Isolement, difficultés de communication, baisse de la vigilance: la déficience ou la perte d’audition constituent un véritable handicap au quotidien. Sur le long terme, elles peuvent également devenir un facteur de risque de déclin cognitif. Une équipe de l’UNIGE a analysé les données de 33 000 seniors européens pour étudier l’impact combiné de la perte auditive et de la solitude sur la mémoire. Trois profils ont été établis, selon le degré d’isolement social et de solitude ressentis. Résultat: la surdité accélère particulièrement le déclin cognitif chez les personnes qui se sentent seules, qu’elles soient objectivement isolées ou non. Ces résultats, publiés dans Communication Psychology, plaident pour une prise en charge auditive précoce et préventive.
Selon les chiffres de l’Organisation mondiale de la santé (OMS), près de 2,5 milliards de personnes seront atteintes d’une perte ou d’une déficience auditive en 2050. Plus de 25 % des plus de 60 ans présentent une déficience auditive invalidante.

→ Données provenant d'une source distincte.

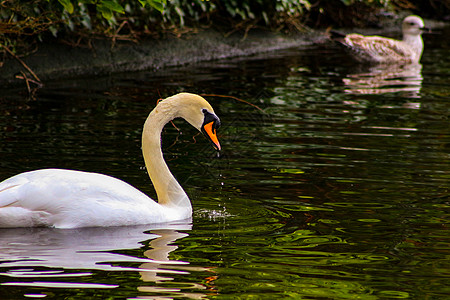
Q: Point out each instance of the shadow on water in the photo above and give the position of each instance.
(337, 189)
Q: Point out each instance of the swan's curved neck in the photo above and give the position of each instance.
(169, 191)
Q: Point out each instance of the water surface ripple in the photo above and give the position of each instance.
(337, 189)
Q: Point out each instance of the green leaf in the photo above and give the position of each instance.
(67, 5)
(158, 5)
(112, 5)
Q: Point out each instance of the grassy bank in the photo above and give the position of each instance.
(26, 25)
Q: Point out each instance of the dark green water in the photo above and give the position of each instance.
(338, 189)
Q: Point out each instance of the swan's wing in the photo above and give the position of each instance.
(376, 48)
(65, 198)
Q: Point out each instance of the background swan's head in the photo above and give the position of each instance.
(198, 112)
(413, 25)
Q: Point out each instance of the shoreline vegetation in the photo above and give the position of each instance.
(88, 27)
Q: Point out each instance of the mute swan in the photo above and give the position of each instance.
(384, 50)
(71, 199)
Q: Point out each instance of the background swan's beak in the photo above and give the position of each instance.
(209, 131)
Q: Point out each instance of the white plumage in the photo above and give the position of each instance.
(71, 199)
(386, 50)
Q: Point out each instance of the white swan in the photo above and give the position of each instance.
(386, 50)
(71, 199)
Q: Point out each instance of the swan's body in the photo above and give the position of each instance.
(71, 199)
(386, 50)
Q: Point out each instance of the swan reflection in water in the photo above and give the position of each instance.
(25, 253)
(384, 78)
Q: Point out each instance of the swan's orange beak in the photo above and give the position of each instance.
(209, 130)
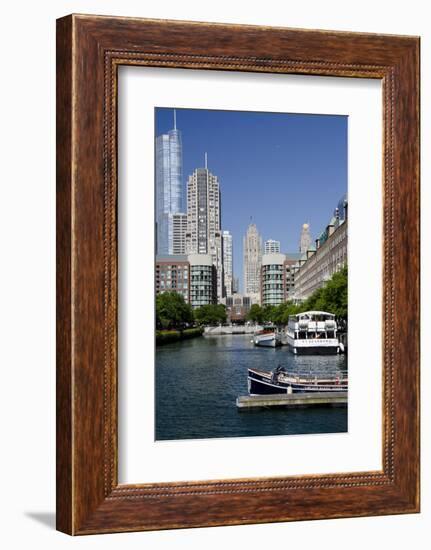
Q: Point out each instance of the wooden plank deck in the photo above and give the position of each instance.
(244, 402)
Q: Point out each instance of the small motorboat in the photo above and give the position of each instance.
(281, 381)
(267, 337)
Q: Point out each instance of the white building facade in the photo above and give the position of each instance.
(252, 250)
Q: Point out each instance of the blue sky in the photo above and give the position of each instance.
(281, 169)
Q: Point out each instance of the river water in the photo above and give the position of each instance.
(198, 381)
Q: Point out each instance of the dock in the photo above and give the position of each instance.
(245, 402)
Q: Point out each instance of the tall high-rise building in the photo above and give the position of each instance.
(306, 240)
(179, 230)
(235, 285)
(252, 249)
(273, 279)
(228, 262)
(272, 247)
(203, 220)
(169, 166)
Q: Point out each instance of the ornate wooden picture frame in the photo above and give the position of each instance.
(89, 51)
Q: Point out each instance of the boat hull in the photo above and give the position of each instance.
(260, 383)
(267, 340)
(329, 346)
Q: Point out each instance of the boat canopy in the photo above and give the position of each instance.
(312, 315)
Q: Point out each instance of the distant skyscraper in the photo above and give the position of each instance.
(179, 230)
(306, 240)
(272, 247)
(235, 285)
(203, 220)
(252, 247)
(228, 262)
(169, 163)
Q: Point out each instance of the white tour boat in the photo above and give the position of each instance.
(313, 332)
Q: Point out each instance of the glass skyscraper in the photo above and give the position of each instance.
(169, 175)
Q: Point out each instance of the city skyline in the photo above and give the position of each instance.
(283, 146)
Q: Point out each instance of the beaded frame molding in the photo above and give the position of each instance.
(89, 51)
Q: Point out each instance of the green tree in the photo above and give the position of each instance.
(332, 297)
(172, 311)
(211, 314)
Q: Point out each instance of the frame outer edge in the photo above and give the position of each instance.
(81, 508)
(64, 367)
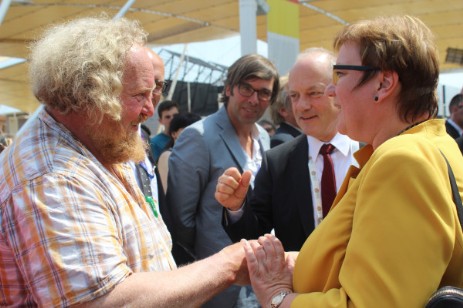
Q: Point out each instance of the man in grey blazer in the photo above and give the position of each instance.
(227, 138)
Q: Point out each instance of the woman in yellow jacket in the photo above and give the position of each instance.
(392, 236)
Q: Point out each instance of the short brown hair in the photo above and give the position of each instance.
(249, 67)
(405, 45)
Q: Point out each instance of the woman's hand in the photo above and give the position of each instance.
(269, 269)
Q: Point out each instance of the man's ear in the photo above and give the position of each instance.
(228, 91)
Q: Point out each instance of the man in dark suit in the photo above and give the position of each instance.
(282, 115)
(454, 124)
(286, 195)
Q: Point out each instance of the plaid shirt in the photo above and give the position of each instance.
(70, 231)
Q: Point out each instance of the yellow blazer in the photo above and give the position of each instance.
(392, 236)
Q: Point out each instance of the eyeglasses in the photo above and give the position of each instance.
(351, 68)
(245, 89)
(161, 87)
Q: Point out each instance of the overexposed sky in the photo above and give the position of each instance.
(226, 51)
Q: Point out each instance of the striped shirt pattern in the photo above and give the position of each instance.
(70, 230)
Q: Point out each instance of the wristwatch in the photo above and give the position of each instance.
(278, 299)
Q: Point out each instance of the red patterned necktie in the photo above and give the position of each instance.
(328, 178)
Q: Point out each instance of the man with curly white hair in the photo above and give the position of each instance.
(74, 226)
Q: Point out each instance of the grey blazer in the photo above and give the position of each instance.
(200, 155)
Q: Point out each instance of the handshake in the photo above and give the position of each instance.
(264, 264)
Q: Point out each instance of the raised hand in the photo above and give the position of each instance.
(232, 187)
(269, 269)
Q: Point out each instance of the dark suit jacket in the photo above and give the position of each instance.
(284, 133)
(180, 255)
(281, 198)
(452, 131)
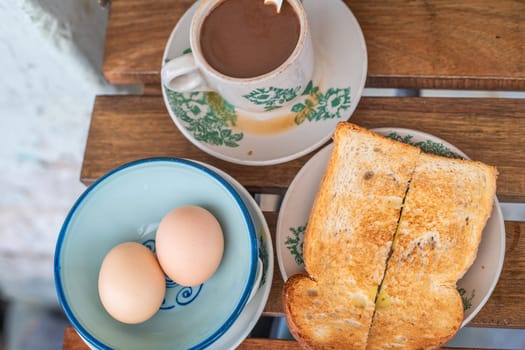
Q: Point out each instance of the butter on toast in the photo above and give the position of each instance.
(348, 239)
(445, 210)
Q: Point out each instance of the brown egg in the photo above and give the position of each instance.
(131, 284)
(189, 245)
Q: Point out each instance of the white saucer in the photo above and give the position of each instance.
(479, 281)
(221, 130)
(253, 310)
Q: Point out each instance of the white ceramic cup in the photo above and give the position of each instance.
(191, 72)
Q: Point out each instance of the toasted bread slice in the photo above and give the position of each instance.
(348, 239)
(445, 210)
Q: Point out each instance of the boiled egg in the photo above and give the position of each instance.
(131, 283)
(189, 245)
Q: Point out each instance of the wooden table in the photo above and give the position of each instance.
(411, 44)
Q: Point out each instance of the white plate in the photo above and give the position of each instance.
(217, 128)
(253, 310)
(479, 281)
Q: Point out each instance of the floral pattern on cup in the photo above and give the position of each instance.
(272, 98)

Au-delà du handicap social qu’il engendre, ce trouble est associé à une probabilité accrue de déclin cognitif à un âge avancé. Ce risque pourrait être de deux à trois fois plus important chez les personnes touchées.
Une équipe conjointe du Laboratoire de psychologie du développement Lifespan et du Laboratoire du vieillissement cognitif de l’UNIGE a voulu savoir si la combinaison de difficultés auditives et du sentiment de solitude – objectif ou subjectif – pouvait être associée à un déclin accéléré de la mémoire à un âge avancé. «Cette approche est relativement nouvelle, car si certaines études tendaient à indiquer que cette piste était à explorer, très peu d’équipes de recherche s’y sont concrètement intéressées», explique Charikleia Lampraki, chercheuse post-doctorante au sein du laboratoire Lifespan de la Faculté de psychologie et des sciences de l’éducation de l’UNIGE, première auteure de l’étude.
33 000 personnes étudiées
Pour mener leurs analyses, les scientifiques se sont appuyés sur les données de la vaste enquête SHARE (Survey of Health, Ageing and Retirement in Europe), une étude longitudinale lancée en 2002 portant sur la santé et le vieillissement des Européens et Européennes de 50 ans et plus.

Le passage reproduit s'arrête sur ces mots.